Github has on of the best Mirrors in regard of downloading and uploading stuff. We utilized them now via CIs to build ISOs or ARM install medias. However the 2 GB size limit creates issues on our end. For the ARM project no problem, as we have not such big files.

  • So we either have to reduce every edition to under 2 GB, which will rule out all standard ISOs
  • Or pay at least 5 USD per month to Microsoft, if we use the Team Plan with one user. There is a Non-Profit Option, however as Company we won’t be able apply for that.
1 Like

Most tools will auto-join those files:

  • put the files in one directory
  • extract them there: Engrampa, 7zip and others: Windows style
  • sure, doing it in a console will be harder: Linux Style

I just did a quick test with wget, and yes the download is way slower than expected:

Wird in »manjaro-gnome-21.0.1-210409-linux510.iso« gespeichert.
manjaro-gno 0%[ ] 1,71M 79,9KB/s ETA 9h 5m

You can speed up your download via axel. Here is a way to do it:

sudo pacman -S axel
[phil@development Downloads]$ axel -v -n 10 https://sourceforge.net/projects/manjarolinux/files/gnome/21.0.1/manjaro-gnome-21.0.1-210409-linux510.iso
Starte Abruf: https://sourceforge.net/projects/manjarolinux/files/gnome/21.0.1/manjaro-gnome-21.0.1-210409-linux510.iso
Dateigröße: 2,60404 Gigabyte(s) (2796068864 bytes)
Öffne Ausgabedatei: manjaro-gnome-21.0.1-210409-linux510.iso.0
Starte Abruf

[  1%] [0   .1   .2   3    .4   5    6    .7   8    9     ] [ 590,9KB/s] [ 1h16]

For two days I have tried to download the newest KDE, it downloads at very slow speeds taking 6-7 hours. Can someone fix it. And where are the torrents? Need this fixed ASAP please! My modem downloads at 500 mib.

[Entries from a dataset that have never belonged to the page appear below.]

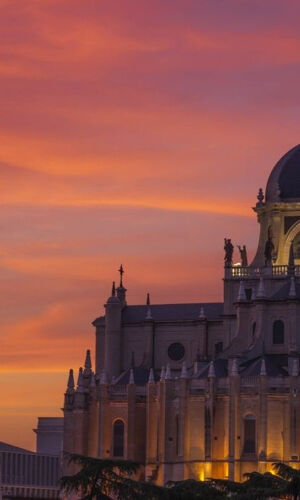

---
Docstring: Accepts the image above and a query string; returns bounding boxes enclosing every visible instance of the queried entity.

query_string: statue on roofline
[224,238,234,267]
[238,245,248,267]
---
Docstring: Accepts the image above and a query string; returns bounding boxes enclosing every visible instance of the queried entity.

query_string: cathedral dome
[266,144,300,203]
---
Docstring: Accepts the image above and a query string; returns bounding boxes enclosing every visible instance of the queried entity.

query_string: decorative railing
[229,266,300,279]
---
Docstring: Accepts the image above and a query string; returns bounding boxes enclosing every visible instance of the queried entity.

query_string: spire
[289,241,295,274]
[256,188,265,207]
[67,368,75,392]
[77,367,84,392]
[84,349,92,371]
[230,358,239,376]
[119,264,125,286]
[130,351,135,368]
[129,368,134,384]
[160,366,166,380]
[237,280,247,302]
[166,363,172,380]
[207,361,216,378]
[260,358,267,375]
[292,358,299,377]
[180,361,188,378]
[198,306,206,319]
[289,276,297,299]
[256,276,266,299]
[146,293,153,320]
[90,372,96,388]
[148,368,155,384]
[100,370,107,385]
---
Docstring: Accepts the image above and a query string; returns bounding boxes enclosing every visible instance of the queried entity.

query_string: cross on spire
[119,264,125,286]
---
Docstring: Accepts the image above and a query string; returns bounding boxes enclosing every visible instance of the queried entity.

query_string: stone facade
[64,146,300,484]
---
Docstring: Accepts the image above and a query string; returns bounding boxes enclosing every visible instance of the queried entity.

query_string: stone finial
[100,370,108,385]
[90,372,96,388]
[237,280,247,302]
[256,188,265,207]
[289,276,297,299]
[260,358,267,375]
[129,368,134,384]
[208,361,216,378]
[256,276,266,299]
[166,363,172,380]
[180,361,188,378]
[230,358,239,376]
[148,368,155,384]
[77,367,84,392]
[67,368,75,392]
[292,358,299,377]
[119,264,124,287]
[84,349,92,370]
[198,306,206,319]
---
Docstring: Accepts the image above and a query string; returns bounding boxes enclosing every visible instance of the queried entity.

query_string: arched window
[273,319,284,344]
[244,415,256,453]
[113,420,124,457]
[204,407,211,458]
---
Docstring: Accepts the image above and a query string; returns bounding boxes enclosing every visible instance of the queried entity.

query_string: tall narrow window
[273,319,284,344]
[205,408,211,458]
[244,415,256,453]
[113,420,124,457]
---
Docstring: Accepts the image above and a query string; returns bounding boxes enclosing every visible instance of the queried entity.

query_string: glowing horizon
[0,0,300,447]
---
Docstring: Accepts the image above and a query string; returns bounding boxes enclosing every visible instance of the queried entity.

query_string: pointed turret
[84,349,92,374]
[288,241,295,275]
[146,293,153,320]
[129,368,134,384]
[67,368,75,394]
[237,280,247,302]
[289,276,297,299]
[148,368,155,384]
[260,358,267,376]
[198,306,206,319]
[292,358,299,377]
[180,361,188,378]
[77,367,84,392]
[100,370,108,385]
[207,361,216,378]
[256,276,266,299]
[166,363,172,380]
[90,372,96,389]
[230,358,239,376]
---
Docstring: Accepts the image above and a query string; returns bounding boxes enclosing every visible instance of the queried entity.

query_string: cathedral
[63,145,300,484]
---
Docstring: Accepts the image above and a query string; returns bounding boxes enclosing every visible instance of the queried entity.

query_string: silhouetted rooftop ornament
[237,280,247,302]
[208,361,216,378]
[119,264,125,286]
[289,276,297,299]
[180,361,188,378]
[67,368,75,393]
[148,368,155,384]
[256,188,265,207]
[130,351,135,368]
[166,363,172,380]
[260,358,267,375]
[129,368,134,384]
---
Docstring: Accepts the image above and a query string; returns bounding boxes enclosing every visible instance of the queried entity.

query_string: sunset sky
[0,0,300,449]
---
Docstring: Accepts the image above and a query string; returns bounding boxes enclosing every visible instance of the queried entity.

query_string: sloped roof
[122,302,223,323]
[0,441,34,454]
[270,282,300,300]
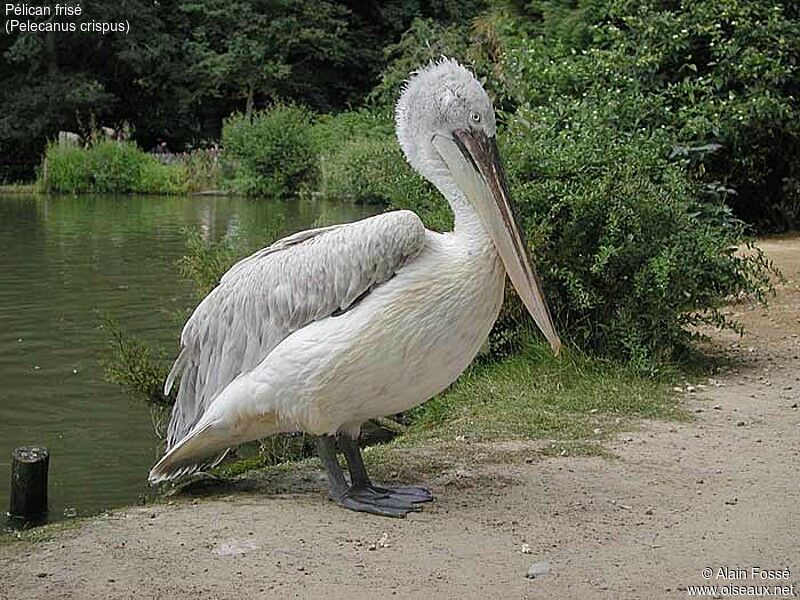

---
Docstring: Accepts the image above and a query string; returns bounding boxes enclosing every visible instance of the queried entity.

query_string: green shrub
[222,104,317,198]
[39,139,188,194]
[500,93,771,368]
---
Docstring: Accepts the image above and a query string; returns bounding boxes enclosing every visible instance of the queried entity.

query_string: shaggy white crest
[395,58,497,183]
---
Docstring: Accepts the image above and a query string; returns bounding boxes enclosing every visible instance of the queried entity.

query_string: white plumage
[150,61,560,502]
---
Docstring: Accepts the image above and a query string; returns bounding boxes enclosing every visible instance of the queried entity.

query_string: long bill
[433,129,561,354]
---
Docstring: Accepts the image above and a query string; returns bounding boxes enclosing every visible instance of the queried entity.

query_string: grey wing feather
[165,211,425,449]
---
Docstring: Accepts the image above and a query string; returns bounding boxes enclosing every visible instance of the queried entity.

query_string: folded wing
[165,211,425,449]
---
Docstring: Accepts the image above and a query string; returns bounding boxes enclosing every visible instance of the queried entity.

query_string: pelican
[149,59,561,517]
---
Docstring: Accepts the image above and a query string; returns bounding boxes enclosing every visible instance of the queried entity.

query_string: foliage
[505,95,770,368]
[100,315,176,407]
[222,104,317,198]
[405,335,685,441]
[39,140,188,194]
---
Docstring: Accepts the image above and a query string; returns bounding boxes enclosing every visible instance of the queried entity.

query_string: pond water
[0,195,376,519]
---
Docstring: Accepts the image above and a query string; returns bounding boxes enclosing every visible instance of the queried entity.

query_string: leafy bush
[39,139,188,194]
[506,0,800,229]
[222,104,317,198]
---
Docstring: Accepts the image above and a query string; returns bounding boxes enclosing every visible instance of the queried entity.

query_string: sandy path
[0,238,800,600]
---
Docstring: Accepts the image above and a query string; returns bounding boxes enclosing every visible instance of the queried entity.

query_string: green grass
[406,342,685,441]
[0,183,39,194]
[211,341,690,480]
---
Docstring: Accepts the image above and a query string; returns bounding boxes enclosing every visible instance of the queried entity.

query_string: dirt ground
[0,237,800,600]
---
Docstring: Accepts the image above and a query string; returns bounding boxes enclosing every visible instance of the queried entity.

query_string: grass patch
[215,341,690,481]
[405,342,686,442]
[0,183,39,194]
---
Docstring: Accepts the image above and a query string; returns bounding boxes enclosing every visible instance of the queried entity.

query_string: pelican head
[395,59,561,354]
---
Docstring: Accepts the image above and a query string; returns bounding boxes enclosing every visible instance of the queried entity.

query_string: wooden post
[8,446,50,519]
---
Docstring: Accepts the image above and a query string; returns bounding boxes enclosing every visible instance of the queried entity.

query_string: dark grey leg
[339,435,433,504]
[317,435,349,501]
[318,435,432,517]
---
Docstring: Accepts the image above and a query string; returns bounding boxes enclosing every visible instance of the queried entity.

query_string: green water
[0,196,374,519]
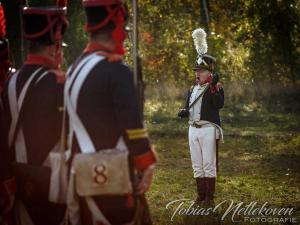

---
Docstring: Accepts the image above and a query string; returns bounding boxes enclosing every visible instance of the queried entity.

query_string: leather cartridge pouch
[73,149,133,196]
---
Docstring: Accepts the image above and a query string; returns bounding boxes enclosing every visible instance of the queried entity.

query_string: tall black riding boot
[196,177,206,203]
[205,177,216,205]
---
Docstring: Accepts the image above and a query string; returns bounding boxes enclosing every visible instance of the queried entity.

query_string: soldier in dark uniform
[1,1,67,225]
[65,0,156,225]
[178,28,224,205]
[0,3,16,220]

The team are aware of the issues and have opened tickets on it

Thanks @philm for letting me know. I ended up downloading a older version from another site, largest update I have had ever. Hope OSDN and others get it fixed soon. I went on a distro hop, checked Garuda and endeavor Linux KDE. Manjaro KDE is so much more stable then any including, MX Linux. Have a nice rest of your day.

It might have been easier to just download the Manjaro Architect ISO since it’s smaller and install via that. To avoid breaking from changes between an old ISO and big multiple updates.

That would have worked! Thanks @realmain.